Filing your tax return is a process that you are more than capable of doing on your own. Be that as it may, you may find the process to be arduous and tedious. Typically, tax software is used if you’re doing it on your own. There are many software alternatives that you can take advantage of. In fact, there are many top-tier tax software providers that are willing to give free versions of their software if your tax situation is simple. The IRS also gives free software to those who have an adjusted gross income that is less than $69,000.

It’s best to do the filing on your own in most situations. However, you may want to consider hiring a professional if any of the following applies to you:

  • You own a business, or you have secondary sources of income
  • You find the forms you receive in the mail hard to understand
  • You need tax advice and strategic planning

Use Free Tax Help

While not everyone qualifies for free tax help, it’s something that you should jump at the chance to use if you do qualify. There are two main programs that offer free tax preparation services. These are the Volunteer Income Tax Assistance (VITA) program and the Tax Counseling for the Elderly (TCE) program.

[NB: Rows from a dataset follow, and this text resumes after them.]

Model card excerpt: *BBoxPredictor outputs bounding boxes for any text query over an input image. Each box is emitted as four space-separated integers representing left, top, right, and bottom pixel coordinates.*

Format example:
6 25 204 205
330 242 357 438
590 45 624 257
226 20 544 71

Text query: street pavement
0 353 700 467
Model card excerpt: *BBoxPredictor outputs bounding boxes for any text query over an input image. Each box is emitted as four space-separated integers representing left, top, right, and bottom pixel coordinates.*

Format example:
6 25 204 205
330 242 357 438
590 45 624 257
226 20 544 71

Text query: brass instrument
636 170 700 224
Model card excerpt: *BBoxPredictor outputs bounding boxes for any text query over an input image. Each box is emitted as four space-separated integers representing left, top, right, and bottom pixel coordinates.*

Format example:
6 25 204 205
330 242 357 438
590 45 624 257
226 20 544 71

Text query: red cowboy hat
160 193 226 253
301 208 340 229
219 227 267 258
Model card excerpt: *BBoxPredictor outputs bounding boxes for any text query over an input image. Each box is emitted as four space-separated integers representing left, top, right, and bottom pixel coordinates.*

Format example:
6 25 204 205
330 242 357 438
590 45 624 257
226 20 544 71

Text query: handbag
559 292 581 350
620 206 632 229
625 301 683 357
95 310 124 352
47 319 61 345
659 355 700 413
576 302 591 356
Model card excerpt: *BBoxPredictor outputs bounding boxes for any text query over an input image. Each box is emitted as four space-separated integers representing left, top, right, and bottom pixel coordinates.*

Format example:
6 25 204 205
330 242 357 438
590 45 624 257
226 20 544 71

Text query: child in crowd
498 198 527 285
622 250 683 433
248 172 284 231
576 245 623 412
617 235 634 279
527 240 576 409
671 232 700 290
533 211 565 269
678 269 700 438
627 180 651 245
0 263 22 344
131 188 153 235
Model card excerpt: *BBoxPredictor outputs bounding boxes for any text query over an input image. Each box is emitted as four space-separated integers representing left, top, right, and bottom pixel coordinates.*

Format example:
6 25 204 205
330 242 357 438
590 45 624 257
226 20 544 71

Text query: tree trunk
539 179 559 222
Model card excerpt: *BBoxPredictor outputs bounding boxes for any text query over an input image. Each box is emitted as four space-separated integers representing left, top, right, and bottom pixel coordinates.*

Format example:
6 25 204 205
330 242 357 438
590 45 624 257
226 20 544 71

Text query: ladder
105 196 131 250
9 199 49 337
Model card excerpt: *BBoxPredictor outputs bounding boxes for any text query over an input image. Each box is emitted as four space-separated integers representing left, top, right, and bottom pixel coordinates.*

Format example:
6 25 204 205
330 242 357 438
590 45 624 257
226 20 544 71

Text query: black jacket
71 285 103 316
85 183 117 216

The people who qualify for either of these programs usually only speak limited English, make $56,000 or less, are older than 60, or have disabilities.

Prepare Early

It’s always advisable to start your tax-filing in advance. Once you get into the late bracket, you start throwing money away, which is just a waste. Consider the following:

  • All outstanding payments have interest applied if they are not paid by the designated April deadline. This is a 5% or 6% interest rate per annum.
  • There may also be a 0.5% late-payment penalty monthly up to 25%
  • If the return itself is filed late, there is a penalty that is equal to 5% of your due monthly payment, with a maximum of 25%

Manage Your Tax Situation

You don’t want big swings in either the payment or refund direction. If you must pay a large sum to the IRS in April, you may want to consider having more tax withheld from your paycheck. Likewise, if your refund is huge, then you may want to consider lowering the amount that is deducted from your paycheck monthly.